As a human being, I mourn the loss of innocent life at the hands of Hatred armed with an assault rifle. As an ally and a person of color, I hurt for the attack on one of the few safe spaces for this very marginalized group of the community.

As a Muslimah, I am the most angry and the most afraid. I was of age post-9/11. I'm even more angry and so much more fearful than I was back then, and this is not because I've shed the ignorance of youth.

I remember going to a college football game with my high school band director, and I didn't know that I could not bring my purse into the stadium. I cried as they made me throw away my new purse, stuffing my belongings into my down coat pockets. I thought the whole exercise was ridiculous, because everything in my purse was in my coat pockets now and the leather posed no additional threat, and besides, who would want to attack a college stadium in the breadbasket of America? I thought terrorists had bigger fish to fry.

Flash forward 14 and 15 years, and this is precisely what these terrorists are doing. They are attacking stadiums and busy tourists squares, office Christmas parties and night clubs. Especially with these American sympathizers, their motives are random and no where is safe.

As an American Muslim, I am angry in some of the same ways that the non-Muslim population is angry, and then some. Terrorists are the foremost attackers of my faith. With each act of terror, with each vitriolic sermon, with each evil intent, in addition to their murders they are smearing the religion of millions of peaceful worshipers as well. Idle American Islamophobia have nothing on the years of heinous activity of these groups.

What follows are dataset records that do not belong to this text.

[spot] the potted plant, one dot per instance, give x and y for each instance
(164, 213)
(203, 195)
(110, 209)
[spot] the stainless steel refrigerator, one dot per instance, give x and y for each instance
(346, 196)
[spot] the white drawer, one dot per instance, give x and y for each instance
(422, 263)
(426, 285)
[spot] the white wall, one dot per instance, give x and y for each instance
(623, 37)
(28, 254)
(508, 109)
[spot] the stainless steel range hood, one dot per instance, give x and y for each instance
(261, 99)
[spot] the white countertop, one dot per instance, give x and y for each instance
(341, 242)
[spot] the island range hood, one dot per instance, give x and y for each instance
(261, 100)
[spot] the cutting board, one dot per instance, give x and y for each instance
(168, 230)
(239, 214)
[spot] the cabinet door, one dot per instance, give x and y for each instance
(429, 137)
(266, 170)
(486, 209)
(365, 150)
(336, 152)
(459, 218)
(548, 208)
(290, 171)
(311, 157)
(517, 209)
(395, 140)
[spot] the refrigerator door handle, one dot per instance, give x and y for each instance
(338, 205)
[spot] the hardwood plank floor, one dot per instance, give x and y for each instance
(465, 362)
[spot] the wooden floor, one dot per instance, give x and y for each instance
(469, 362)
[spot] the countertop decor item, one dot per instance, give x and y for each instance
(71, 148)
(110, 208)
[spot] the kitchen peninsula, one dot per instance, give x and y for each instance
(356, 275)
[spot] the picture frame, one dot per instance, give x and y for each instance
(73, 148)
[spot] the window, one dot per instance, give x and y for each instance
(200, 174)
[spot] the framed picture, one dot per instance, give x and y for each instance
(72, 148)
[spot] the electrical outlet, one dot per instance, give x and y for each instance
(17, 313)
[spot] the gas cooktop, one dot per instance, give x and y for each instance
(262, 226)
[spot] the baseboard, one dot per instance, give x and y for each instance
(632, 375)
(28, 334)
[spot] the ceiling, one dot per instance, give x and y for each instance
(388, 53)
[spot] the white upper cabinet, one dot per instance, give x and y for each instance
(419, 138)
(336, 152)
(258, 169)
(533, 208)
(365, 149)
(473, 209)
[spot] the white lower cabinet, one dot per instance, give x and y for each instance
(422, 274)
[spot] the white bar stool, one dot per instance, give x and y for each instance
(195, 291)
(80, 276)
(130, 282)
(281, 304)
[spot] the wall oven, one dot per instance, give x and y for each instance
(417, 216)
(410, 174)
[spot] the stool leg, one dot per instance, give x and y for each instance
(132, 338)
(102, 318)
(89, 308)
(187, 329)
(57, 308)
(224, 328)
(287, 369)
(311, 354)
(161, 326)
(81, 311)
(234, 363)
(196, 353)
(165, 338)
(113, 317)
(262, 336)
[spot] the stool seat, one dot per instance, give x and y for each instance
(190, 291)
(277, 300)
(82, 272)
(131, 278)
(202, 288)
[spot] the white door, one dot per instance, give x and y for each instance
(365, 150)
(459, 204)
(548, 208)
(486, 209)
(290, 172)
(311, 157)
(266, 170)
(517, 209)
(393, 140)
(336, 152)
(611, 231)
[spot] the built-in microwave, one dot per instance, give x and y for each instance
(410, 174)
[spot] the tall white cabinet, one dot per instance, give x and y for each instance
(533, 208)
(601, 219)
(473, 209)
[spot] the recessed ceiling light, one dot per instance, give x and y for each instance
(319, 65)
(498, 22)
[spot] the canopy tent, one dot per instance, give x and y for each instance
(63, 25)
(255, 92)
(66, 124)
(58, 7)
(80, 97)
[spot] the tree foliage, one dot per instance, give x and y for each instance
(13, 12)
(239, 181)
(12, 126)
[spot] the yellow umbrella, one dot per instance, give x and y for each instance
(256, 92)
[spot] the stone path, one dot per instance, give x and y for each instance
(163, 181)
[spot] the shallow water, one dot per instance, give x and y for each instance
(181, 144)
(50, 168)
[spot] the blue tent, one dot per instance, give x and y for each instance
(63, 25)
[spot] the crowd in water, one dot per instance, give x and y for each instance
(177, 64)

I am also afraid in some of the same ways as non-Muslims are, but I also fear retaliation. Two mosques in my community were threatened within days of each other after the Orlando shootings and one arrest was made. This is the first year I'm actually afraid for Eid.

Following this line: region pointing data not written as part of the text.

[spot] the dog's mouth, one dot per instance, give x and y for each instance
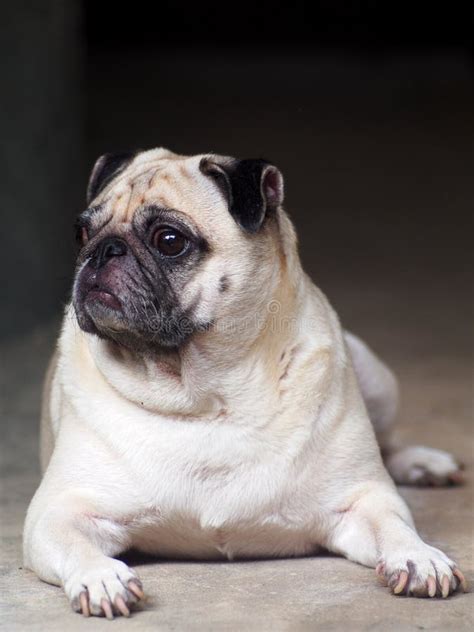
(103, 296)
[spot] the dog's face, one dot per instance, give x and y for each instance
(169, 245)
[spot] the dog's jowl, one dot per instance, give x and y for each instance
(204, 402)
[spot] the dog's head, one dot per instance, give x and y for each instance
(171, 244)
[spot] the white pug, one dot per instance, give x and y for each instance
(203, 401)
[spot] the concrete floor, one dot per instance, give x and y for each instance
(385, 234)
(296, 594)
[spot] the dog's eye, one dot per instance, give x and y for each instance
(170, 242)
(82, 235)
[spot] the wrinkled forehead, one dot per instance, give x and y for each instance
(165, 180)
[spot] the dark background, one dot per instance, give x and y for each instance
(367, 108)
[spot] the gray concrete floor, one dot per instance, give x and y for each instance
(296, 594)
(379, 185)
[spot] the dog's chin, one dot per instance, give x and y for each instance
(101, 313)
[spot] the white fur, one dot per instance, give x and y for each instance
(261, 447)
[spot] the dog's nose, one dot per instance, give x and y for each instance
(107, 249)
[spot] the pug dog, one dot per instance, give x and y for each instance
(204, 402)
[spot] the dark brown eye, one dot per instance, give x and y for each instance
(170, 242)
(82, 235)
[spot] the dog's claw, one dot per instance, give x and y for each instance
(135, 588)
(402, 582)
(107, 608)
(121, 606)
(431, 584)
(84, 602)
(445, 586)
(462, 580)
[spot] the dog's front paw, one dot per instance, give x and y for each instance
(105, 588)
(425, 572)
(418, 465)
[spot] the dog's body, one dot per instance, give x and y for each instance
(248, 434)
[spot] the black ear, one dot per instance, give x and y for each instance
(105, 169)
(251, 187)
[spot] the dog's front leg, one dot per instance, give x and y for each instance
(375, 528)
(68, 542)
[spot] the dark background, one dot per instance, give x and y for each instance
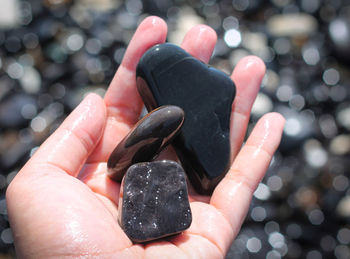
(53, 52)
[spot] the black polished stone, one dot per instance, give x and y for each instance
(153, 201)
(145, 140)
(167, 75)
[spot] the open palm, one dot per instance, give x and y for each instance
(61, 204)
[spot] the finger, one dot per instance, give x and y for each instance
(247, 76)
(200, 42)
(233, 194)
(94, 175)
(122, 99)
(69, 146)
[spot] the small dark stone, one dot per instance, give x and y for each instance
(145, 140)
(153, 201)
(167, 75)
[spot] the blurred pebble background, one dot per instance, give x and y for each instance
(53, 52)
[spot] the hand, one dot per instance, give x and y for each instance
(62, 204)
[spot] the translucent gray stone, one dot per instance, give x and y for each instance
(154, 201)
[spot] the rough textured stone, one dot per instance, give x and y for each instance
(145, 140)
(154, 201)
(166, 75)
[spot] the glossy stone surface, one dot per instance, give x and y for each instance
(145, 140)
(167, 75)
(153, 201)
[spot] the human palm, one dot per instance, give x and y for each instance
(62, 204)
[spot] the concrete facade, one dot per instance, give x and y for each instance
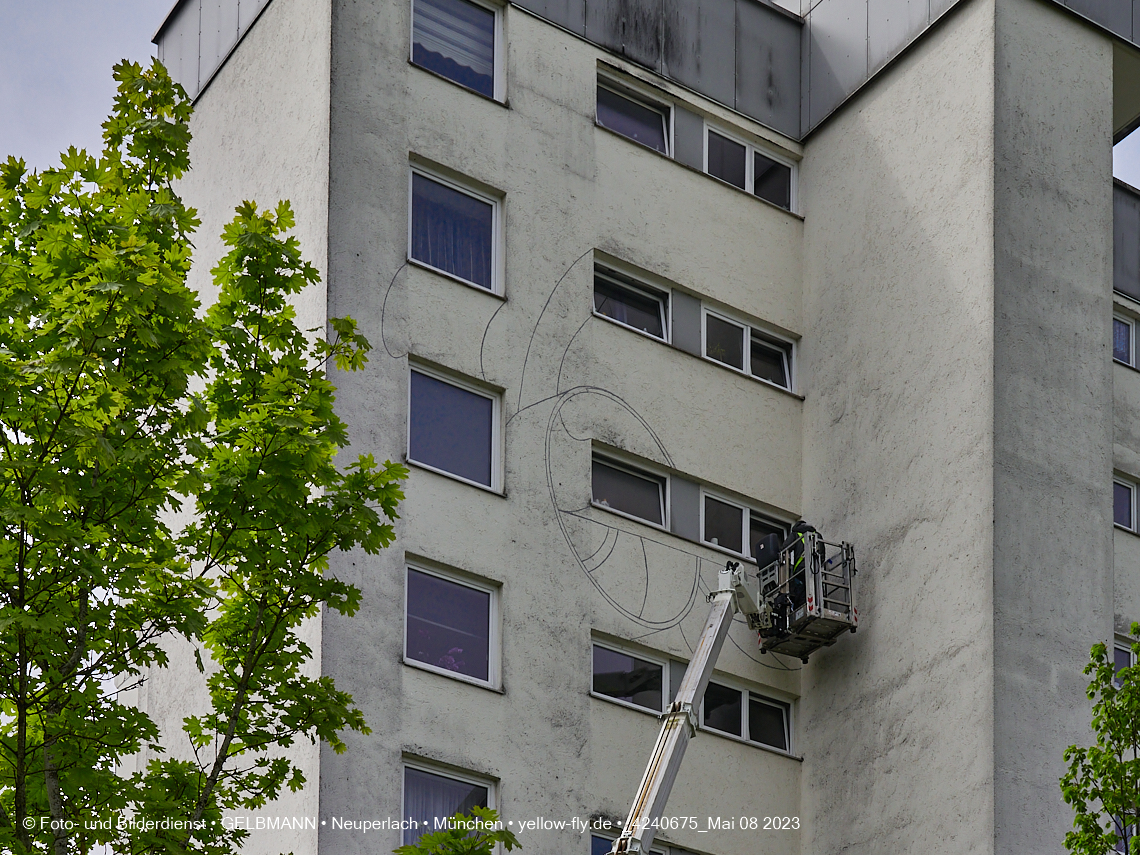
(945, 279)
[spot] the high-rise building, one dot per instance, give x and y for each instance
(650, 278)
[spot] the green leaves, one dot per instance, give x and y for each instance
(474, 835)
(1102, 782)
(102, 441)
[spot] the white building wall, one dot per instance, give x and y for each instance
(934, 430)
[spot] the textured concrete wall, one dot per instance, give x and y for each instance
(898, 453)
(261, 132)
(568, 380)
(1052, 392)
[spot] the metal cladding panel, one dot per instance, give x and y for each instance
(684, 507)
(700, 47)
(219, 34)
(570, 14)
(628, 27)
(837, 64)
(939, 7)
(687, 138)
(767, 66)
(686, 323)
(1126, 242)
(893, 24)
(1115, 15)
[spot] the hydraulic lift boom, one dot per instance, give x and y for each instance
(801, 601)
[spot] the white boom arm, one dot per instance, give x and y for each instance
(678, 724)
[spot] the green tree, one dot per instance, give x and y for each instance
(1102, 782)
(102, 441)
(474, 835)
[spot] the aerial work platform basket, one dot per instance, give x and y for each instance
(808, 595)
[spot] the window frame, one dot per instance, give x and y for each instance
(469, 189)
(748, 513)
(750, 151)
(633, 469)
(1123, 643)
(638, 95)
(494, 629)
(624, 281)
(498, 83)
(1132, 340)
(441, 771)
(1132, 494)
(750, 330)
(496, 485)
(626, 651)
(747, 695)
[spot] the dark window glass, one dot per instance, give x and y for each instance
(726, 160)
(630, 307)
(448, 625)
(767, 724)
(770, 361)
(723, 524)
(772, 181)
(452, 230)
(450, 429)
(724, 342)
(1122, 505)
(758, 528)
(428, 796)
(629, 119)
(722, 708)
(1122, 341)
(627, 678)
(455, 39)
(636, 495)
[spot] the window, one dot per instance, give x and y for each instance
(750, 169)
(1124, 505)
(431, 795)
(449, 626)
(632, 304)
(640, 120)
(603, 845)
(734, 528)
(454, 230)
(747, 715)
(1122, 658)
(1124, 341)
(453, 429)
(750, 351)
(628, 678)
(623, 488)
(456, 40)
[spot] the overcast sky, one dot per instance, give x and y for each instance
(55, 74)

Hatred abounds in so many ways, and fear is paralyzing. So I implore everyone reading this to counter with the best self defense: love. Love and compassion.

There are a lot of ways how, and I won't get to them all in this entry, but I'll share a bit of my personal journey.



It wasn't just because of residency and HIPPA that I strayed from this blog. A lot of things changed in 2012. The primary event was the beginning of the relationship with my now-fiance, who likes the term "culturally Muslim" for himself. This relationship transformed the way that I think of myself and the way I envision my religion, and for the sake of our privacy, I have not included details here.

It's mainly in positive ways that the relationship has changed my blogging. I am a lot happier and many of the writing topics born out of angst have no longer come to be.

But the ways in which I practice and believe have changed so rapidly at times, it's like whiplash. Sometimes, I couldn't put it into words.

Residency itself was still a major reason I have not been as prolific as earlier. I struggled my intern year, not only with the rapid changes in my faith but also in tussling with impostor syndrome and not feeling supported in my residency program. In spite of this, one of the gifts of my residency program was a curriculum in self care. "Heal the healer," I often remind myself, which not only reminds me that I need to take care of myself before I can fully take care of others, but that I am a healer. Or at least a healer in training. Not all physicians think of themselves as healers. I certainly didn't for much of residency and didn't intend to when I started.

With the curriculum came teachings on compassion, among many other things. I listened politely as my mentor presented data from randomized control studies showing the power of prayer. I was smug. I didn't need a study to tell me that. And as she taught us about the different types of meditation, I reflected on the aspects of salat that corresponded to each type of medication. God, indeed, knows best.

The study of compassion, particularly self-compassion, was more challenging for me. I learned to quiet the nay-saying voice that rejoiced in my perceived inadequacies and replaced my despondent negative self-talk with mindfulness and the RAIN technique. Until last week, I thought that I was primarily rid of negative self-talk.

Then, I accidentally put something into my mouth during Ramadan.

I have fasted consistently since I was 18, and that first Ramadan I accidentally put a piece of candy I was offered by a well-meaning friend into my mouth. Realizing one second later what I had done, I spit it out and drowned in guilt and shame the rest of the day, wondering if my day's fast had been invalidated.

That happened last week, as my clinic was celebrating Juneteenth and I had painstakingly avoided offers of food all day and reminded each person I was fasting, from the staff meeting breakfast in the morning to the barbecue, at which I was a scheduled speaker. I packed food that I would be eating 6 hours later when the sun set, and somehow, in the midst of that, I was offered an edible flower and I placed it into my mouth before realizing...

...and all those same feelings came back to me as that day 13 years ago.

And I realized why I had imperceptibly started to feel distant from my religion. I had cultivated a personal religion that was often devoid of self-compassion, and it was no longer nurturing me.

And it's lack of compassion and self-compassion that can breed hatred.

I realize this is a weighty claim. More on this later.